Prior to approaching he had made sure to scope their footwear, and sure enough theirs were exotic relative to the leather mishmash Brac had tied to his own feet; both wore calf-length leather boots with conspicuously fine stitching, far more precise than any he had noticed around the town, not that he paid particular mind to such.  Nonetheless, with so much of this pair’s physical appearance concealed by hair, hood and cloak he had to make the most from what he could see.  Striking accents and very high-quality boots – he had a sure feeling these were not the typical farmers, quarrymen or merchants he usually saw in the area.

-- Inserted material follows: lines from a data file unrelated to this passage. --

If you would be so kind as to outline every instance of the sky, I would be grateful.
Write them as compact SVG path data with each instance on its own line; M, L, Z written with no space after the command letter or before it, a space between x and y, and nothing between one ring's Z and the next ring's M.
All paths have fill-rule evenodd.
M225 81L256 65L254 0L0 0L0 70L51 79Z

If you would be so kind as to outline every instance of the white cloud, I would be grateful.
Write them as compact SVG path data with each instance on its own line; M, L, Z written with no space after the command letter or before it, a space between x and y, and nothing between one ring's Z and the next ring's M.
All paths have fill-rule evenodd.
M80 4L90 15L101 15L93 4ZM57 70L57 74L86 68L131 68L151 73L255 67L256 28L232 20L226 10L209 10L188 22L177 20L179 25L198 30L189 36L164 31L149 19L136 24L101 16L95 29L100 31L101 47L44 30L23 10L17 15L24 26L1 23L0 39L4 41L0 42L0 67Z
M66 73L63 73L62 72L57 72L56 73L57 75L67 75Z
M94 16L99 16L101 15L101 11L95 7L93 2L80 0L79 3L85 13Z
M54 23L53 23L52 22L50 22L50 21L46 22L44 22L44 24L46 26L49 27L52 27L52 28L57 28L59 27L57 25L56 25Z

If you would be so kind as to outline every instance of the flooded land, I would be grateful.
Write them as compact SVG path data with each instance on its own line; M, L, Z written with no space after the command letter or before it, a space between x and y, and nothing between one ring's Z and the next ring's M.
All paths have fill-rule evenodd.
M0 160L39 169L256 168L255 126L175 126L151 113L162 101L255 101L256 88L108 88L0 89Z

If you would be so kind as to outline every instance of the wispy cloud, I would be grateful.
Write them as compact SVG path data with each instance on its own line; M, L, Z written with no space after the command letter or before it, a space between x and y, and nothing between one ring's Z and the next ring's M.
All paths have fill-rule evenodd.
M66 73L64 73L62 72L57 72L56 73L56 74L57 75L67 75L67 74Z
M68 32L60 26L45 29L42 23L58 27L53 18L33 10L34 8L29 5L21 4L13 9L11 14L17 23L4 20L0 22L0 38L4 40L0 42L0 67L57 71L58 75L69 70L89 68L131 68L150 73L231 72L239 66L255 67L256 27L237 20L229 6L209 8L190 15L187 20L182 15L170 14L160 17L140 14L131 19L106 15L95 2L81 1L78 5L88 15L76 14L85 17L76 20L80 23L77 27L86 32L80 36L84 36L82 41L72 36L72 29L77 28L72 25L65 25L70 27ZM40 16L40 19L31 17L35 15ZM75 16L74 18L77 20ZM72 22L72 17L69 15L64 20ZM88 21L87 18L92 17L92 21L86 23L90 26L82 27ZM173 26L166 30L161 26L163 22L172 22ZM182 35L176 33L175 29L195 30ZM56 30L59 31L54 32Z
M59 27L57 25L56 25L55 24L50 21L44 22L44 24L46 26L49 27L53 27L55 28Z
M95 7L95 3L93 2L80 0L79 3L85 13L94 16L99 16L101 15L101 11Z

At least satisfied the unknown duo were neither local nor highborn, the wiry quarryman had puffed his chest with inflated bravado to cover his nerves, and broached the subject of his personal rebellion.

His initial optimism drained, however, when it became apparent that the Frenchwoman was not so easily beguiled at the negotiating table.  She took an unexpectedly keen interest in the silver stone, and threatened to have the lord anonymously informed of its presence unless he took her to it that very evening.  He had hoped for terms more favourable, but in truth he had too little spine to combat this unnervingly determined woman, and so he had agreed, reluctantly, to lead both she and her companion – who was yet to say a word to him – to the quarry.

“We must hurry.  Get your pick,” the Frenchwoman bade Brac, her tone quiet and saturated in authority.  He knew better than to disobey this foreigner – but who was she?  He took a small pick from the belt beneath his cloak and gently nicked off the limestone around the top edge of the silver stone, intending to create a shallow space in the rock the entire way round the object in the hope that it might be wrenched free if it were not too deeply embedded.  The woman spoke her native tongue to the other man, words alien to Brac, and the other man sprung up towards the slope with the boulders.  Brac watched him settle down at the peak of the slope, facing away from them, presumably as a sentry against the sentries.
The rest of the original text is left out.